2.2 生活扶助基準額の引上げによる影響

2024年12月11日、日本弁護士連合会では生活保護費に関して「物価高騰を踏まえた大幅引上げを求める会長声明」を発表しました。

同声明では、物価上昇による生活保護者への影響などについて次の通り述べています。

  • 消費者物価指数は2020年以降連続して上昇し、2020年を100とした2024年10月の消費者物価指数は109.5%(光熱・水道費は111.1%、食料費は120.4%)
  • 低所得者の家計に占める割合の高い光熱・水道や食料にかかる費用の著しい高騰が、生活保護利用世帯の家計を直撃している
  • 日本弁護士連合会の「全国一斉生活保護ホットライン」には、「保護費が低すぎて生活できない」などの相談が多数寄せられている。
  • 同じように物価高騰に直面する諸外国の公的扶助基準(直近2年間)は、ドイツは12%(2023年)、韓国は7%(2023年)、14%(2024年)、スウェーデンは8.7%(2023年)、8.9%(2024年)と大幅に引上げている。

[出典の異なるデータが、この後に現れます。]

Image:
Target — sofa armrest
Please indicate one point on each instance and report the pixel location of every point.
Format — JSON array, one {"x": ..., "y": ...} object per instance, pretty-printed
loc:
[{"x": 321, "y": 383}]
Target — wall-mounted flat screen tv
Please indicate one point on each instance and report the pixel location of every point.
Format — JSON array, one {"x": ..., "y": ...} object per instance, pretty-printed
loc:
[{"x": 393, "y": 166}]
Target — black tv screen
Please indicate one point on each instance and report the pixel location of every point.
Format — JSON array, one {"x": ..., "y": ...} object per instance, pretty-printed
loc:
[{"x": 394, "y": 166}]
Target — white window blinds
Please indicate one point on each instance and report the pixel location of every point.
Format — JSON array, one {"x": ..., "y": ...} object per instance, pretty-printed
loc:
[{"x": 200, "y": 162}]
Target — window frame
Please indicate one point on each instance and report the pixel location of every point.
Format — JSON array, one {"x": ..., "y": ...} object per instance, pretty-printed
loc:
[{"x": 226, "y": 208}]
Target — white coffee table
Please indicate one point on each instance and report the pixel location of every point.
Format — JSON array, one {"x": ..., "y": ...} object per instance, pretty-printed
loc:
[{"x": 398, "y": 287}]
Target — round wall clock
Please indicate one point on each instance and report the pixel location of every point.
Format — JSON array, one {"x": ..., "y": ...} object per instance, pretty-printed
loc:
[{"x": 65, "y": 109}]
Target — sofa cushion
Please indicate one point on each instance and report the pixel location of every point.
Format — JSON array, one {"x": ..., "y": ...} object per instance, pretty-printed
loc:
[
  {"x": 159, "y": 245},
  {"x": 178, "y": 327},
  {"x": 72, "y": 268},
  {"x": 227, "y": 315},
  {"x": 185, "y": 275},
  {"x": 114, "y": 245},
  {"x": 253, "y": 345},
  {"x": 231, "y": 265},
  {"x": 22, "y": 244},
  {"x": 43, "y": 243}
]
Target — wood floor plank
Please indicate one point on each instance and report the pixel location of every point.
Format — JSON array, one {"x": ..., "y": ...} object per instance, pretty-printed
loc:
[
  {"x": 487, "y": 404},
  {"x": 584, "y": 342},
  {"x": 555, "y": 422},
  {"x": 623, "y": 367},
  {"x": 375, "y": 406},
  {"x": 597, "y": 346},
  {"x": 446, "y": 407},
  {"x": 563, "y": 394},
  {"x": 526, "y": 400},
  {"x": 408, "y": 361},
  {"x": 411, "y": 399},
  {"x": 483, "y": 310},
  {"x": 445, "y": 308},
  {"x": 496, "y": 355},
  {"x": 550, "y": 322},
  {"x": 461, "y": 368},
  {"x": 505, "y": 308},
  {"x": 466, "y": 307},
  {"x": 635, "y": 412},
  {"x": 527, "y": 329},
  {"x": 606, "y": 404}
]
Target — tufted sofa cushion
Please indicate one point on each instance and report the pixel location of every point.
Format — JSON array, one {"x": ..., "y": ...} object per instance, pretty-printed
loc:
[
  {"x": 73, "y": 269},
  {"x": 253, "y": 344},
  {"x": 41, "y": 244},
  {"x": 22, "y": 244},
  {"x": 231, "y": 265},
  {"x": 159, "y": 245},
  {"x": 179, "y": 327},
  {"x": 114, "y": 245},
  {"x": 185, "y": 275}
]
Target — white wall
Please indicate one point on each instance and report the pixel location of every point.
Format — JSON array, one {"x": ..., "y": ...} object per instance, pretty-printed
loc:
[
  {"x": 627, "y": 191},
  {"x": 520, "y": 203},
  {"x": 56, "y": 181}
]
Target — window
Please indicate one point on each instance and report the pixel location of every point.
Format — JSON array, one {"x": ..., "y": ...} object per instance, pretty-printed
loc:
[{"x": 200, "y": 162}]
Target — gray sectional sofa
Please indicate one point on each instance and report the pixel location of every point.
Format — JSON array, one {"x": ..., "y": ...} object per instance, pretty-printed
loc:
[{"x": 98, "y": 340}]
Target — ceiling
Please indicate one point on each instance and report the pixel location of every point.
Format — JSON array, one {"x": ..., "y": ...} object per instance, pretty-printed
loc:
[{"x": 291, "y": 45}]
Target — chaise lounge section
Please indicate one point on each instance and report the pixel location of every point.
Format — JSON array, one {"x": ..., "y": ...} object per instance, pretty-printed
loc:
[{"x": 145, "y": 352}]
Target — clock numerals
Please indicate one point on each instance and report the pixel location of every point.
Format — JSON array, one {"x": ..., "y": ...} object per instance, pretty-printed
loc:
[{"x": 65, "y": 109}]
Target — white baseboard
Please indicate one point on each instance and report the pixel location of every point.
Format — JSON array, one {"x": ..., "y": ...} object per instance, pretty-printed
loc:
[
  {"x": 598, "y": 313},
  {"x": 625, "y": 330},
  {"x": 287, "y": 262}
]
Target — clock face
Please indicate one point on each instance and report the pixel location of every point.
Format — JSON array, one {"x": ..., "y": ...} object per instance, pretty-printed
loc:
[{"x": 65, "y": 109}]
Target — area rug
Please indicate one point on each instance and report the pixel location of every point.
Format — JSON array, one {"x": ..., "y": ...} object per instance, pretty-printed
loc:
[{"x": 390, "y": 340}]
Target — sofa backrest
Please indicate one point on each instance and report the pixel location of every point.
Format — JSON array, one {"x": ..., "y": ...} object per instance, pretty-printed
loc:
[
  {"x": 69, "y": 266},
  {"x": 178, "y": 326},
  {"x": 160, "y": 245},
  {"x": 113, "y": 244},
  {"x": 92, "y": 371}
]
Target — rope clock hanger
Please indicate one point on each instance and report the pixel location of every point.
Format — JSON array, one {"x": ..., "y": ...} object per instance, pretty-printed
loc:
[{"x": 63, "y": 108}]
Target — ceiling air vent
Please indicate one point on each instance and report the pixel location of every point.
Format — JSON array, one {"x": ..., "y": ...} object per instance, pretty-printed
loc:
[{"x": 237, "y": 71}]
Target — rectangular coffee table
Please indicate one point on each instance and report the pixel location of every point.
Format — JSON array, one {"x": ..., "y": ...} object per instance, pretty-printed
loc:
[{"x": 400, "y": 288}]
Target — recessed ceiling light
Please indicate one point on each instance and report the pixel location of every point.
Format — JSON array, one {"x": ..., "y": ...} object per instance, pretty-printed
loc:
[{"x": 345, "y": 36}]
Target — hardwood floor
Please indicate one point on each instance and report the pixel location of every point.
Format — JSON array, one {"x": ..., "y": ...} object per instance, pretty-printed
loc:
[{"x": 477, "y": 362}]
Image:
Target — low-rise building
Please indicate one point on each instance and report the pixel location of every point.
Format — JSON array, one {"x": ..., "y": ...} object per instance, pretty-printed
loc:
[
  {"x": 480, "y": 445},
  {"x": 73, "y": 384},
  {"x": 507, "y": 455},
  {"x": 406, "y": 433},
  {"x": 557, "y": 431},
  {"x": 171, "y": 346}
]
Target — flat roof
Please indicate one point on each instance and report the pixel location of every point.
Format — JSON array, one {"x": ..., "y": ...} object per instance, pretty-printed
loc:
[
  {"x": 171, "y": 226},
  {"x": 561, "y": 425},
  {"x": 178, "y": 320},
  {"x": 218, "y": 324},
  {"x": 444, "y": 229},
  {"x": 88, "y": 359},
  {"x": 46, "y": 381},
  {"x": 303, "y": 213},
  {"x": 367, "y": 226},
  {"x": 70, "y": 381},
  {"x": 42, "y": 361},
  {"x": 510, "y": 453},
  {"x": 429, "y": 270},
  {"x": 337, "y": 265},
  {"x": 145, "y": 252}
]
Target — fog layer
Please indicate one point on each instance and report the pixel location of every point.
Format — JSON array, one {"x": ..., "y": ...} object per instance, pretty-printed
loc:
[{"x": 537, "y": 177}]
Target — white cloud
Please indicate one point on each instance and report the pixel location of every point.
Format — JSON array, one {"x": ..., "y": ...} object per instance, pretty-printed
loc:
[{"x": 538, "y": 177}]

2025年4月の生活扶助基準額の引上げは世帯人員1人当たり月500円と少額で、物価高騰が続く中、生活保護者の生活水準は低下せざるを得ない状況と言えるでしょう。

3. まとめにかえて

2025年4月の生活扶助基準額は、世帯人員1人当たり月500円引上げられる予定です。

具体的には、2023年10月から支給されている月額1000円の特例加算が1500円にアップします。

ただし、引上げ幅は少額で物価の上昇で生活保護者の生活は更に厳しくなることが予想されます。

国の財政状況が厳しい中で保護費の増額を模索するとともに、生活保護者が自立するための効果的な支援策が必要となるでしょう。